- Born: 1977 (age 48–49)
- Relatives: Nancy Selvin (mother) Steve Selvin (father)

Academic background
- Education: BA., 1999, Northwestern University M.P.H., 2001, University of Michigan School of Public Health PhD, 2004, Johns Hopkins Bloomberg School of Public Health
- Thesis: Coronary heart disease and glycemic control (2004)

Academic work
- Institutions: Johns Hopkins Bloomberg School of Public Health

= Elizabeth Selvin =

American diabetes epidemiologist

Elizabeth Selvin (born 1977) is an American diabetes epidemiologist. She is a full professor of epidemiology at the Johns Hopkins Bloomberg School of Public Health.

==Early life and education==
Selvin was born to parents Nancy Selvin and Steve Selvin. She earned her Bachelor of Arts degree from Northwestern University in 1999 before enrolling at the University of Michigan School of Public Health for her M.P.H. and Johns Hopkins Bloomberg School of Public Health for her PhD. While studying at Northwestern, Selvin collaborated with professor Burton Weisbrod to propose amendments to public policy surrounding non-profit health care providers.

==Career==
Upon earning her PhD, Selvin joined the faculty at Johns Hopkins Bloomberg School of Public Health as a post-doctoral fellow where she began to research diabetes and heart risks. She led a research project in her first year as a faculty member which found that lowering glucose levels in patients with diabetes could greatly reduce their risk to heart disease. She continued to research risks associated with diabetes and concluded in 2006 that the age of which a patient is diagnosed with diabetes drastically affected their treatment plans. As the lead author, she analyzed data from 1999-2002 of 2,809 elderly people to create a national sample size of the prevalence of diabetes among elderly persons in the general American population. In 2013, she received the Harry Keen Memorial Award from the International Diabetes Epidemiology Group.

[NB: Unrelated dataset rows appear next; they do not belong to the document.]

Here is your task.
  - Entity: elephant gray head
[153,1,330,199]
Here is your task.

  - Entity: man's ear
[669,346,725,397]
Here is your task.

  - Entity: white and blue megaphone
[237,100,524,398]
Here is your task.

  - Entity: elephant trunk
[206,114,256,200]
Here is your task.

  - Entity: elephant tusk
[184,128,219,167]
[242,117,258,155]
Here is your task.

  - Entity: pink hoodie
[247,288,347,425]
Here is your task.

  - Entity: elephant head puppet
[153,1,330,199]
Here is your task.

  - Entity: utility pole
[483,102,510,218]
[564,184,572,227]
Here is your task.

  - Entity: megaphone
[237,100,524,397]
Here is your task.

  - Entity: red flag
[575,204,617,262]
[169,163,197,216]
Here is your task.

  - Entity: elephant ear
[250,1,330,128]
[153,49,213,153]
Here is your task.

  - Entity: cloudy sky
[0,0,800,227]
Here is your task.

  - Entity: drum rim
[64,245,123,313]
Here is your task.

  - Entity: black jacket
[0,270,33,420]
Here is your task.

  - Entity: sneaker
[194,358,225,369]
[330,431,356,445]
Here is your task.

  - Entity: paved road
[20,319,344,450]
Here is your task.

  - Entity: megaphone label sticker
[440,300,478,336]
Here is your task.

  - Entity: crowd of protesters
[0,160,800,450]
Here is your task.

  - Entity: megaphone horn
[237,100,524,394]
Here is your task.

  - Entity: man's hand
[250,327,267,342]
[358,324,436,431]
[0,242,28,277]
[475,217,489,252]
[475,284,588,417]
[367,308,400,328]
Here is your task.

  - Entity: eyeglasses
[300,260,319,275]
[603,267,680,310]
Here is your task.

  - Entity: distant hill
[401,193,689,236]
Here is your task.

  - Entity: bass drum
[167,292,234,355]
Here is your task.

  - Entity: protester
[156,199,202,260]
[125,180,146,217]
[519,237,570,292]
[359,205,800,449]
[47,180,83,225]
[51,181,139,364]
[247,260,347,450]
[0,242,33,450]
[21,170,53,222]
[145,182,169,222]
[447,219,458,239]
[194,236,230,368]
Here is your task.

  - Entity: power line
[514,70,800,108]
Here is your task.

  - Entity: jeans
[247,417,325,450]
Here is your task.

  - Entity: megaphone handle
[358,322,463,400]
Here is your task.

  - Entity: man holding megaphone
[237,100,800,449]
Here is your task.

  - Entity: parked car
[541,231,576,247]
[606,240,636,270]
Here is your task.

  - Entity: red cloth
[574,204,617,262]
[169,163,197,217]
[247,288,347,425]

As an associate professor, Selvin led a research project which found that diabetes had increased in the United States since 1988. Due to these findings, Selvin and her research team proposed wide range screenings and treatments for blacks, Hispanics, and the elderly, who were more dramatically affected. In the same year, she also led the world's longest diabetes study focusing on a cross-section of adults as they age. The result of the study found that diabetes aged people's minds five years faster than average. In order to assist in diagnosing people with the disease, she co-developed a method to use A1C as a diagnostic tool for diabetes. When asked about the process, she said "the current evidence supports similar interpretation of A1C test results in black and white populations for the diagnosis and treatment of diabetes. Pragmatically, we can use a combination of fasting glucose and A1C to diagnose diabetes while paying attention to any discordance."

In 2018, Selvin published a paper in the journal Annals of Internal Medicine titled "Prognostic Implications of Single-Sample Confirmatory Testing for Undiagnosed Diabetes: A Prospective Cohort Study," which led to revised clinical guidelines by the American Diabetes Association. Her study found that type 1 and type 2 diabetes could be diagnosed using a single blood sample, instead of two separate ones. In 2020, Selvin was the recipient of the Kelly West Award from the American Diabetes Association in recognition of her "significant contributions to the field of diabetes epidemiology."